Reverse-engineering priors in coronavirus discourse

Last week we discussed the Santa Clara county study, in which 1.5% of the people tested positive for coronavirus.

The authors of the study performed some statistical adjustments and summarized with a range of 2.5% to 4.2% for infection rates in the county as a whole, leading to an estimated infection fatality rate of 0.12% to 0.20%, a strong conclusion because it might be taken to imply that coronavirus is not much more deadly than the flu. As discussed on this blog and elsewhere, there were some problems with the statistical analysis, and these conclusions were not supported by these data alone.

Here’s what I said to reporter Michael Schulson:

It’s not like I’m saying they’re wrong, and someone else is saying they’re right. . . . I think their conclusions were a bit strong . . . they have reasons for believing what they believe beyond what’s in this paper. Like they have their own scientific understanding of the world, and so basically they’re coming into it saying, ‘Hey, we believe this. We think that this disease, this virus has a very low infection fatality rate,’ and then they gather data and the data are consistent with that. If you have reason to believe that story, these data support it. If you don’t have such a good reason to believe that story, you can see that the data are kind of ambiguous.
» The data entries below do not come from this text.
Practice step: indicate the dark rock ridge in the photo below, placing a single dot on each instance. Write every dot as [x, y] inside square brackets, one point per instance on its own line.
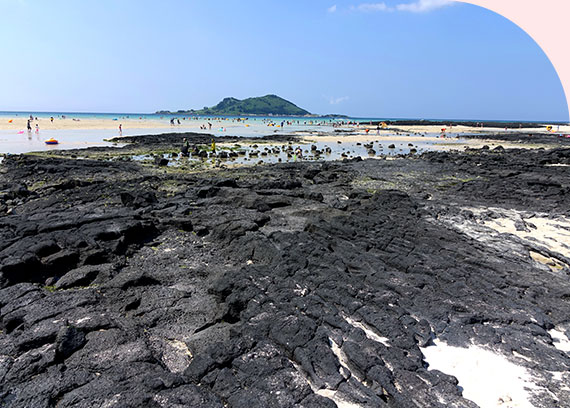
[124, 285]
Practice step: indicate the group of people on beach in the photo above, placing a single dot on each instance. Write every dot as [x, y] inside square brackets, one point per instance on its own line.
[29, 125]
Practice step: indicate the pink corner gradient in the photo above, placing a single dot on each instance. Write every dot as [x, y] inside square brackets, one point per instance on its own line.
[546, 21]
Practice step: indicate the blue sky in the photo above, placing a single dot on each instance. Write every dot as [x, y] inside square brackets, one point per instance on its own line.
[397, 58]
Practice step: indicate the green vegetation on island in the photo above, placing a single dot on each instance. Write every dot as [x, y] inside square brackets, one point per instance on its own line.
[263, 105]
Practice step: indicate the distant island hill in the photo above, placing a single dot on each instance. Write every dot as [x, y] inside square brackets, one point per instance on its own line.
[268, 105]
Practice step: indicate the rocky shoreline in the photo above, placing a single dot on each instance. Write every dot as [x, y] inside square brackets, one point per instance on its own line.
[303, 284]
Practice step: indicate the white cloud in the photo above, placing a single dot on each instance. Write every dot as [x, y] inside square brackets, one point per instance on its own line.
[336, 101]
[366, 7]
[423, 6]
[418, 6]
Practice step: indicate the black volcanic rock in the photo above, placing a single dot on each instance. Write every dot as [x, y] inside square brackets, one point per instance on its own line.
[258, 287]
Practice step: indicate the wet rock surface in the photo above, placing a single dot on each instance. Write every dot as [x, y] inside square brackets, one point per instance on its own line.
[274, 286]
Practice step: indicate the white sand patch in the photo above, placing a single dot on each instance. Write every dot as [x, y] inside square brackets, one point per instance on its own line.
[550, 233]
[561, 341]
[488, 379]
[334, 396]
[367, 330]
[553, 234]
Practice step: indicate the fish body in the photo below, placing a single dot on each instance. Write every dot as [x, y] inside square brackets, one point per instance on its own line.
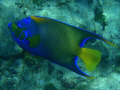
[56, 41]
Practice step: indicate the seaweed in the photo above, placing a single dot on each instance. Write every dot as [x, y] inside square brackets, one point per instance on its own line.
[38, 2]
[50, 86]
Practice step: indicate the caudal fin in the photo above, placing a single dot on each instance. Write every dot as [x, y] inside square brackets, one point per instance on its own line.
[90, 57]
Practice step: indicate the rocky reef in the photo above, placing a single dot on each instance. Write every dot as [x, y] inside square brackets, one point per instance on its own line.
[19, 70]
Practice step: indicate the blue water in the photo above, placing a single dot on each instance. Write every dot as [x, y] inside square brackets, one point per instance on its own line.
[19, 70]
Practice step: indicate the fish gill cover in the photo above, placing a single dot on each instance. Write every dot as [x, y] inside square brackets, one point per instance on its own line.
[19, 70]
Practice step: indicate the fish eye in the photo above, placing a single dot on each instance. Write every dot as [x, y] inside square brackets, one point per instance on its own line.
[26, 41]
[19, 26]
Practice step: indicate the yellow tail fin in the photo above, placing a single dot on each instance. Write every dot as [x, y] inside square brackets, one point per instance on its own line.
[90, 57]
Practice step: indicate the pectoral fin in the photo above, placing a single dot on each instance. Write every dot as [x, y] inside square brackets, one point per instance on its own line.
[71, 64]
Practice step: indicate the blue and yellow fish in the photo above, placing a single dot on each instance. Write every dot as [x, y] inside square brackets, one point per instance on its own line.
[56, 41]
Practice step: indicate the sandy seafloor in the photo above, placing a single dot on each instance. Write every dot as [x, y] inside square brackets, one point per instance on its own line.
[21, 71]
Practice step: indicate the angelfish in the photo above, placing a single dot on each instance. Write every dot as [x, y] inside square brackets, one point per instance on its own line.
[57, 41]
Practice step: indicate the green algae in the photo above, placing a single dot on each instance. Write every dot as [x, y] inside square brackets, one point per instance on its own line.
[38, 2]
[99, 17]
[50, 86]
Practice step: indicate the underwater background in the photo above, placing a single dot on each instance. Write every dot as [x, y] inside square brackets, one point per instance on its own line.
[19, 70]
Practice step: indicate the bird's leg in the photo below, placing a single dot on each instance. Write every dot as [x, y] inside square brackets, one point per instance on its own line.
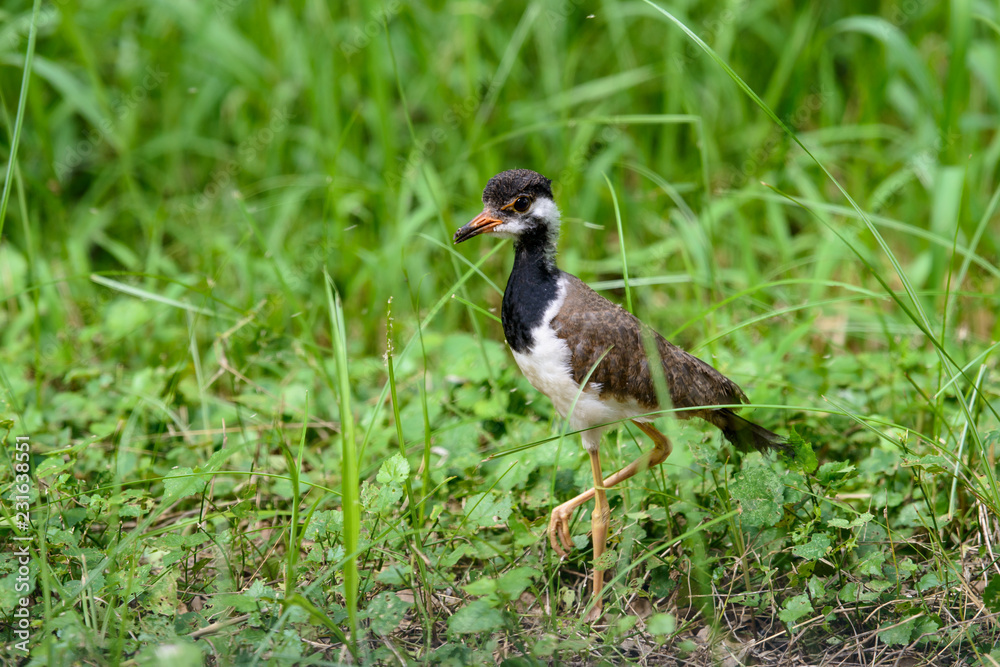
[561, 515]
[599, 525]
A commenter asked how I could have said such a thing, as it seemed in contradiction to my earlier statement that the authors of that paper had “screwed up” on the statistics.

But it’s not a contradiction at all.

Let me explain. The data presented in that Santa Clara study were consistent with underlying infection rates in the target population of anywhere between 0% and about 5%. The 0% would correspond to a 1.5% false positive rate of the tests (which is consistent with the data presented in that paper), and the 5% would correspond to a 0% false positive rate plus some random luck plus some adjustments. I can’t be sure of the 5% because I don’t have all the detail on the adjustments; also the study has other data such as reported symptoms that could be informative here, but those data have not been released, even in summary form, so I can’t really do anything with that.

A range of 0% to 5% . . . OK, we know it’s not 0%, as some people in the county had already had the disease. So I stand by my statement that the study did not offer strong support that the rate was between 2.5% and 4.2%; on the other hand, the data in the study were consistent with those claims.

As I wrote in the comment thread:

It seems clear to me that the authors of that study had reasons for believing their claims, even before the data came in. They viewed their study as confirmation of their existing beliefs. They had good reasons, from their perspective. Their reasons are based on their larger understanding of what’s happening with the coronavirus. They have priors, and what I’m saying is that the data from their recent surveys is consistent with their priors. I think that’s why they came on so strong.

But, as I said, if you don’t have such a good reason to believe that story, you can see that the data are kind of ambiguous. I don’t know enough about the epidemic to have strong priors. So, to me, these surveys are consistent with the authors’s priors, but they’re also consistent with other priors.

It’s a Bayesian thing. Part of Bayesian reasoning is to think like a Bayesian; another part is to assess other people’s conclusions as if they are Bayesians and use this to deduce their priors. I’m not saying that other researchers are Bayesian—indeed I’m not always so Bayesian myself—rather, I’m arguing that looking at inferences from this implicit Bayesian perspective can be helpful, in the same way that economists can look at people’s decisions and deduce their implicit utilities. It’s a Neumann thing: again, you won’t learn people’s “true priors” any more than you’ll learn their “true utilities”—or, for that matter, any more than a test will reveal students’ “true abilities”—but it’s a baseline.

One problem here is that people are expecting too much from one study. Ultimately, we will learn by replication.

There was a replication of sorts in Los Angeles county, where a team including some of the same researchers reported an estimate of 2.8% to 5.6% with antibodies to the virus. There was also a study in Miami reporting 6%.

On the other hand, if there are a lot of false positives, then we’d expect these to be overestimates. We can’t really know right now. For the Los Angeles and Miami studies, all we have are press releases. This doesn’t mean the results are wrong; it’s just hard to know.

There was a study reporting 20% with antibodies in New York City. Nobody thinks that is all or even mostly false positives; obviously a lot of people in the city have been exposed to the virus. There are sampling issues so maybe underlying rate was really only 10% or 15% at the time the study was done . . . we can’t really know!

We need better data, followups, open science, coordination, etc. I’m glad that people are gathering data and doing studies, and I’m glad that people are pointing out mistakes in studies, which can allow us all to do better.

The discussion can be frustrating because it becomes politicized and people take sides; see discussion here, for example. I regret saying that the authors of the Santa Clara study “owe us all an apology.” I stand by my reactions to that paper, but I don’t think that politicization is good. In an ideal world, I would not have made that inflammatory statement and the authors would’ve updated their paper to include more information and recognize the ambiguity of their results.